Entire villages have been flattened in flash floods. In the Kaithlighat-Dhalli region, the collapse of a four-lane road embankment left homes teetering over voids and devastated hundreds of apple trees—Himachal’s key cash crop. Local anger is rising: villagers allege the National Highway Authority of India (NHAI) ignored previous warnings after the same safety wall had failed earlier.
In Shimla’s Dhalli suburb, a massive landslide triggered panic as a hillside gave way, though no casualties were reported. Further north, the Manali-Keylong road was shut down, and all traffic diverted via Rohtang Pass after flash flooding near Solang Nallah.
Rescue Amid Ruin: NDRF, IAF, and Local Heroes Step In
- NDRF and SDRF teams deployed across Mandi and affected districts.
- IAF helicopters airlift rations and supplies to inaccessible zones.
- Jal Shakti department initiates gravity-fed chlorinated water systems for safe drinking water.
- DoT activates Intra Circle Roaming (ICR) and mobilizes ISAT phones for critical field connectivity.
The State Disaster Response Force, backed by the NDRF and home guards, has scrambled to reach stranded families. With field coordination hampered by road blockages and destroyed towers, the Department of Telecommunications activated ICR, allowing users to latch onto other networks in Thunag. ISAT satellite phones are now the only reliable line of communication in remote sectors.
Meanwhile, Leader of Opposition Jairam Thakur described his constituency, Seraj, as the “worst-hit in the state”—with over 500 houses damaged. Chief Minister Sukhvinder Singh Sukhu confirmed that five major relief camps are running and that the damage total of ₹400 crore is only preliminary.

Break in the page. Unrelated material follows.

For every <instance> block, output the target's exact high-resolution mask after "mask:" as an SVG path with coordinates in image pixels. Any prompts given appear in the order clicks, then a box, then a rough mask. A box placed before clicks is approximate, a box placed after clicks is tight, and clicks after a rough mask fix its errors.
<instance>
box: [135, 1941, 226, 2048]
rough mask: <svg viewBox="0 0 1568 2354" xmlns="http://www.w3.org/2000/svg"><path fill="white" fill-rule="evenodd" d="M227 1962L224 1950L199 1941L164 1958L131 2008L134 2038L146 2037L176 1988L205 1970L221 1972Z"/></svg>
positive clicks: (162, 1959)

The Politics of Prevention: Why It Keeps Failing in Himachal
- Safety walls collapsed again—despite warnings and prior failures.
- Poor maintenance of high-altitude road infrastructure exacerbated landslide risks.
- Emergency preparedness remained reactive, not anticipatory, even after the 2023 and 2024 flash floods.
The pattern is cruelly familiar: cloudbursts lead to road collapses, isolating entire tehsils; landslides wash away villages; and basic services like water and electricity vanish just when they are needed most. Despite the state’s ₹400 crore tourism economy depending on this season, very little has been done to climate-proof its infrastructure.
The climate crisis is no longer hypothetical. Increased moisture in the atmosphere, retreating glaciers, and unregulated development are converging to make Himachal’s monsoon deadlier with every passing year.
The Final Climb: Recovery, Resilience, and What Comes Next
As the death toll rises and more rains loom, Himachal Pradesh stares at yet another prolonged season of grief. Relief efforts are underway, and aerial rescues are being conducted—but the long-term damage, both economic and emotional, is mounting silently.
Rebuilding roads and homes is urgent. But rebuilding trust in governance, credibility in infrastructure, and preparedness for monsoon disasters is just as critical. Otherwise, the state will continue to slide into this preventable tragedy every July.
For now, with heavy rainfall forecast until July 7, the mountains remain on edge—and the rest of India must watch, worry, and hopefully learn.